A, Four-millimeter embryo: Left anterior and posterior cardinal veins join to form left common cardinal vein (black), entering left sinus horn and then primitive sinus venosus, eventually becoming coronary sinus.

B, Ten-millimeter embryo: Development of intersubcardinal anastomosis is illustrated. Analogously, we postulate formation of intersupracardinal anastomosis (gray) around this period. This anastomosis should have vertical connections oriented along cephalocaudal axis and different ventral-dorsal planes. Large defect in illustrated intersupracardinal anastomosis leaves space for development of primitive aortopulmonary system (not shown).

C, Seventeen-millimeter embryos: These diagrams show regression of different parts of previous intersupracardinal anastomosis as result of failure to successfully compete for available space taken by growth of truncoaortic sac and primitive aortic arch system (not shown).
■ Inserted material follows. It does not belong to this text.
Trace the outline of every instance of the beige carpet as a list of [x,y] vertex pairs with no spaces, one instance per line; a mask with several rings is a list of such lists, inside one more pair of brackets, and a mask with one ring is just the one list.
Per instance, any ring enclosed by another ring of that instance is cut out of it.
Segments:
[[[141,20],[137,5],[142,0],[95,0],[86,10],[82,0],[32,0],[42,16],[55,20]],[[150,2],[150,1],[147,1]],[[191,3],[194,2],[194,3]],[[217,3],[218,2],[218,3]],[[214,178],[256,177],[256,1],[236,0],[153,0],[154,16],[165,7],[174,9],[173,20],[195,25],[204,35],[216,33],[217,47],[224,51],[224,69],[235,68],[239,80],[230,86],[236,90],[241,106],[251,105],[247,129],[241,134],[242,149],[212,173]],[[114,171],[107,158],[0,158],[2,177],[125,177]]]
D, Twenty-four-millimeter embryos: Primitive models of major venous channels between bilateral cardinal veins are illustrated. Vessel shown in D1 will become left brachiocephalic vein. Figure reveals nearly total regression of middle and distal portions of left common cardinal vein to become fibrous ligament. Vessel in D2 will become anomalous brachiocephalic vein. Greater preservation of distal portion of left common cardinal vein is constituted as forming proximal part of this vessel. Middle portion of left common cardinal vein is totally obliterated and becomes a fibrous ligament. This ligament is shorter in D2 than in D1. Total preservation of left common cardinal vein results in a persistent left superior vena cava with either presence (D3) or absence (D4) of normal left brachiocephalic vein.